Filter excel files by sheetnames
Show older comments
Hi, I am trying to filter out excel files by checking whether it has a sheet named "Cooking_is_fun" within the excel.
This is the code I have been working on.
function hassheet = CheckForWorksheet(filepath, filelist, sheetname)
hassheet = false(size(filelist));
excel = actxserver('Excel.Application');
cleanupobj = onCleanup(@() excel.Quit);
for fileidx = 1:numel(filelist)
workbook = excel.Workbooks.Open(filepath{fileidx}, false, true);
sheetnames = arrayfun(@(i) workbook.Sheets.Item(i).Name, 1:workbook.Sheets.Count, 'UniformOutput', false);
if ismember(sheetname, sheetnames)
hassheet(fileidx) = true;
end
end
end
%now call the function, note that data is a pre-existing structure array that I have.

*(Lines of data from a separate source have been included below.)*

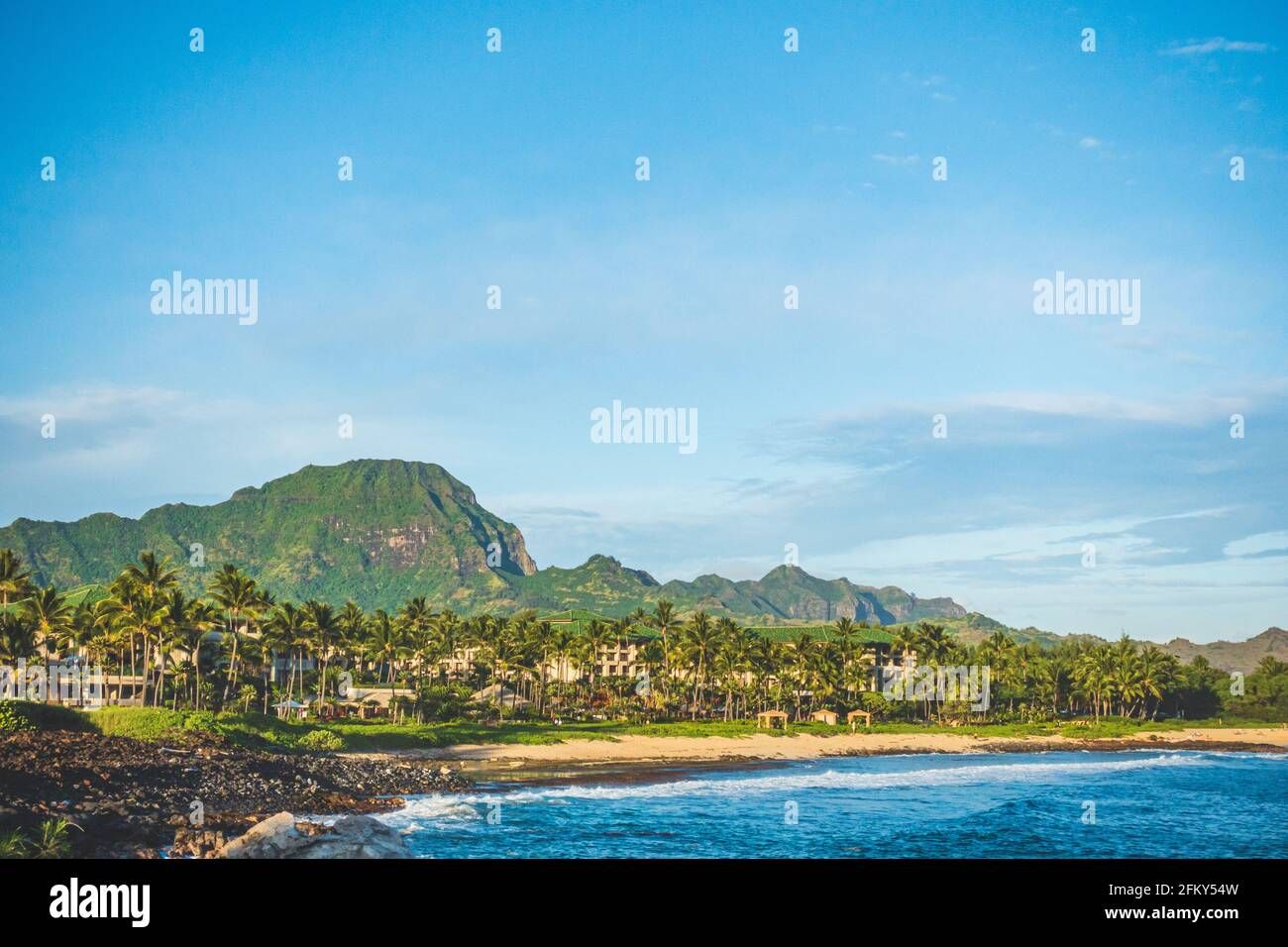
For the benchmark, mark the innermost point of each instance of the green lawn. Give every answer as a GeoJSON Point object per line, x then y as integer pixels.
{"type": "Point", "coordinates": [270, 732]}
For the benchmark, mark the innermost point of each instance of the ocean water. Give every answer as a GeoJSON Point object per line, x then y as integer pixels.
{"type": "Point", "coordinates": [991, 805]}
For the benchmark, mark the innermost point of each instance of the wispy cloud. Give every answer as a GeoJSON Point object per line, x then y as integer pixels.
{"type": "Point", "coordinates": [896, 158]}
{"type": "Point", "coordinates": [1218, 44]}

filepath = {data.AllExcelPath};
filelist = {data.AllExcel};
hassheet = CheckForWorksheet(SubFolder, filelist, 'Cooking_is_fun');
wantedExcel = filelist(hassheet);
However, this kept on giving me errors such as:
Cell contents reference from a non-cell array object.

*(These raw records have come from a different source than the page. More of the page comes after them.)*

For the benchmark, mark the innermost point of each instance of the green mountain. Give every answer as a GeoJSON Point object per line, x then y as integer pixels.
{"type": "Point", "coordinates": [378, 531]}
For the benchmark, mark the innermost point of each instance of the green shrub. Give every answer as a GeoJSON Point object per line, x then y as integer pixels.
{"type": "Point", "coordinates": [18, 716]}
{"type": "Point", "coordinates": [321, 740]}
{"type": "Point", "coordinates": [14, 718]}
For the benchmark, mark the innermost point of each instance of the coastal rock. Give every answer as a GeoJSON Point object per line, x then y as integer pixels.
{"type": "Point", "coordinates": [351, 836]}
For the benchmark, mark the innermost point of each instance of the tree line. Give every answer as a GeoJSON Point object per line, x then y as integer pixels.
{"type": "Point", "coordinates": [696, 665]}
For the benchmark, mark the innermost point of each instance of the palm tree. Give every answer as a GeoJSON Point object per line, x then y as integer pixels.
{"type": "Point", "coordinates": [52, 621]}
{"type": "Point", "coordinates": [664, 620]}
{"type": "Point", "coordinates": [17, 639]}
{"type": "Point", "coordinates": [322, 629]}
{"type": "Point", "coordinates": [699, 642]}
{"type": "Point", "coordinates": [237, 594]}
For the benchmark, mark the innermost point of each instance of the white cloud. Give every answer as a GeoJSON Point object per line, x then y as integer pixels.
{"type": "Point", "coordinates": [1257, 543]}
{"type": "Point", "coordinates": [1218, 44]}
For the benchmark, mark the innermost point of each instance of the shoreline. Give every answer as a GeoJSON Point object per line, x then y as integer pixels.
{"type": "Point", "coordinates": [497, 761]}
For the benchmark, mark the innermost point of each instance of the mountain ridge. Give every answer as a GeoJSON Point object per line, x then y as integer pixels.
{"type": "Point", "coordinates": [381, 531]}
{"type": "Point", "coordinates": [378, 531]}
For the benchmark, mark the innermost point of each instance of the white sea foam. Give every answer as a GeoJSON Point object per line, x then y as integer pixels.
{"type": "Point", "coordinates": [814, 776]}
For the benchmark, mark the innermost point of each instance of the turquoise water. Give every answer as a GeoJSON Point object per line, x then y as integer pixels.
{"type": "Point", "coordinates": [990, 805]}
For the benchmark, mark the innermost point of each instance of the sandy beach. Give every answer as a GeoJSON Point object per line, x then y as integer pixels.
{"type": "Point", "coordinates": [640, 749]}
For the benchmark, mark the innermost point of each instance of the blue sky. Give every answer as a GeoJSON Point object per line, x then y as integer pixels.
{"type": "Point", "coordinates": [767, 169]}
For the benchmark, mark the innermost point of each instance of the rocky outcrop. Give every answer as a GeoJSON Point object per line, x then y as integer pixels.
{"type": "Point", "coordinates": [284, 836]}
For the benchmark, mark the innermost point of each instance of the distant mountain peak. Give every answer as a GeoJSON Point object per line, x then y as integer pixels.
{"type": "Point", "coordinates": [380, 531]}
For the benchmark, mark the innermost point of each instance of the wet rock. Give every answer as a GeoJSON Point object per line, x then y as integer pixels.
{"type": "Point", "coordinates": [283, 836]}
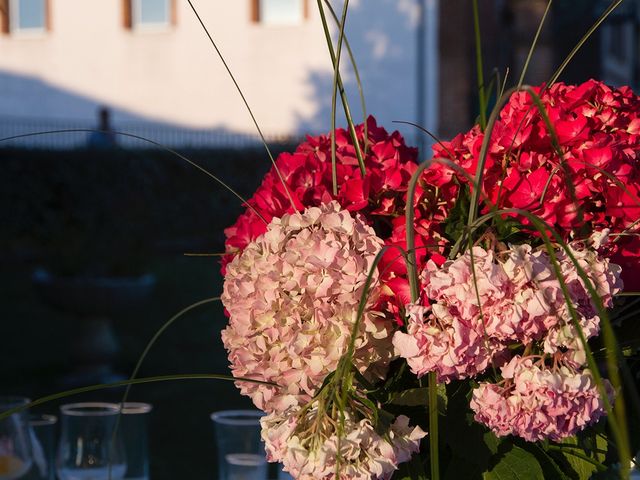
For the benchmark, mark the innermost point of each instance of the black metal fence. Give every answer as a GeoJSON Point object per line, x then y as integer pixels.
{"type": "Point", "coordinates": [61, 134]}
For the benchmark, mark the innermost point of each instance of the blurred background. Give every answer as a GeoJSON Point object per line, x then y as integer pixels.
{"type": "Point", "coordinates": [95, 225]}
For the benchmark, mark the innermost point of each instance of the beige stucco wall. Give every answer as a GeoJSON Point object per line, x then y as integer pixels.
{"type": "Point", "coordinates": [174, 76]}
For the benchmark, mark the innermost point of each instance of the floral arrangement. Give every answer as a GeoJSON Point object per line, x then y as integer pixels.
{"type": "Point", "coordinates": [341, 300]}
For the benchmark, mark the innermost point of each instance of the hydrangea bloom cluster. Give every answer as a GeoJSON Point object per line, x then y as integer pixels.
{"type": "Point", "coordinates": [292, 296]}
{"type": "Point", "coordinates": [536, 402]}
{"type": "Point", "coordinates": [306, 442]}
{"type": "Point", "coordinates": [308, 177]}
{"type": "Point", "coordinates": [483, 302]}
{"type": "Point", "coordinates": [379, 196]}
{"type": "Point", "coordinates": [593, 185]}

Error in Open_Excel_Files_All/CheckForWorksheet
workbook = excel.Workbooks.Open(filepath{fileidx}, false, true);
Error in Open_Excel_Files_All
hassheet = CheckForWorksheet(SubFolder, filelist,'Cooking_is_fun');
My goal is to:
be able to write the function and call the function in the same script, so that when I send the code to someone they don't have to run a function and a m-file separately.
be able to extract wanted excel files based on whether it contain a sheet named "Cooking_is_fun".
I am fairly new to matlab and am still confused with many basic concepts. Please advice me with any tips/guide.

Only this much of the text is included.